Ford SYNC AppLink systemEnlarge Photo
AppLink lets smartphone owners use voice and steering-wheel controls to run a selected set of mobile apps with less distraction. Like Toyota's Entune, it brings services like streaming Web radio service Pandora to the car, giving owners access on the go to the same apps they use at the gym, the house, or the office.
It "gives more customers a smarter way to access their apps while driving," says Doug VanDagens, Ford's director of connected services, while it "keeps their hands on the wheel and eyes on the road."
AppLink is one of the portfolio of technologies Ford is fitting across its lineup as it seeks a marketing edge for its newest vehicles. In this case, it grabs the coattails of the huge mobile-app market, which Ford says has led Apple iPhone and iPad users alone to download more than 14 billion apps to their smartphones and devices.
It also addresses the growing concern over infotainment services available in new cars--features that have led Transportation Secretary Ray LaHood to direct the National Highway Traffic Safety Administration (NHTSA) to study, calling all kinds of distracted driving "an evolving threat."

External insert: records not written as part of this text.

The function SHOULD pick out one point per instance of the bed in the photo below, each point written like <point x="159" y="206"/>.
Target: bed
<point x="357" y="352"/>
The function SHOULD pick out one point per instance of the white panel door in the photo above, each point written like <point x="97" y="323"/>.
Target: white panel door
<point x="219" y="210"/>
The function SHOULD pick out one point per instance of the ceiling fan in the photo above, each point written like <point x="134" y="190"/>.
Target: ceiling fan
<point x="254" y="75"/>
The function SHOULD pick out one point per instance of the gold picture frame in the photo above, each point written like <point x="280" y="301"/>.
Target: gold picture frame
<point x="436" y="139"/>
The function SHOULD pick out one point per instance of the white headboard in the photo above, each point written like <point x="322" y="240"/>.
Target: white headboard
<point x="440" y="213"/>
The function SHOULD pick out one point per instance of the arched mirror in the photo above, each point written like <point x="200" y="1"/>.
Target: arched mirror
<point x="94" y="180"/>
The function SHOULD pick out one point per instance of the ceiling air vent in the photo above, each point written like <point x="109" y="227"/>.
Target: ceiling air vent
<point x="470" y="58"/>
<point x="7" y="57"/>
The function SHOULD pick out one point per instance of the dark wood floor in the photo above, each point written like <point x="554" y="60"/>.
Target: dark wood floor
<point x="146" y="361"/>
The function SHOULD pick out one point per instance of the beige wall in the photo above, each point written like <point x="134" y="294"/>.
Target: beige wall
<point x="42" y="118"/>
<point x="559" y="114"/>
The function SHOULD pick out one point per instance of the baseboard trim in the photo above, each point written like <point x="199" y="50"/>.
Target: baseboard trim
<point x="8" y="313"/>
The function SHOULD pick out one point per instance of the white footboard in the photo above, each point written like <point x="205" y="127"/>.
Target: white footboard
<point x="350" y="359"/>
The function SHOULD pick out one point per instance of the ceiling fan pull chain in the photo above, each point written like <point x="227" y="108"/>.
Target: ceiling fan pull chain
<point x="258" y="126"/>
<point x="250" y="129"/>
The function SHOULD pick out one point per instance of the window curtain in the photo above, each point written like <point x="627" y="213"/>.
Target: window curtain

In a recent study, Nationwide Mutual Insurance found 25 percent of smartphone users admitted accessing apps while driving. Ford's own studies suggest 64 percent of drivers feel less distracted when using SYNC to control devices.
AppLink will be standard on vehicles that come equipped with SYNC, Ford's Bluetooth-driven controller that enables voice commands of phone, entertainment and navigation features. The service has been available as a download on the company's SYNCMyRide Web site since last year. At launch, it will enable SYNC, which retails for $395, to control mobile versions of Pandora; of Stitcher, another mobile-audio app; and of OpenBeak, a mobile Twitter interface.
In all, ten models are adding AppLink for the new model year. The functionality was announced earlier this year, in tandem with the updated Mustang lineup.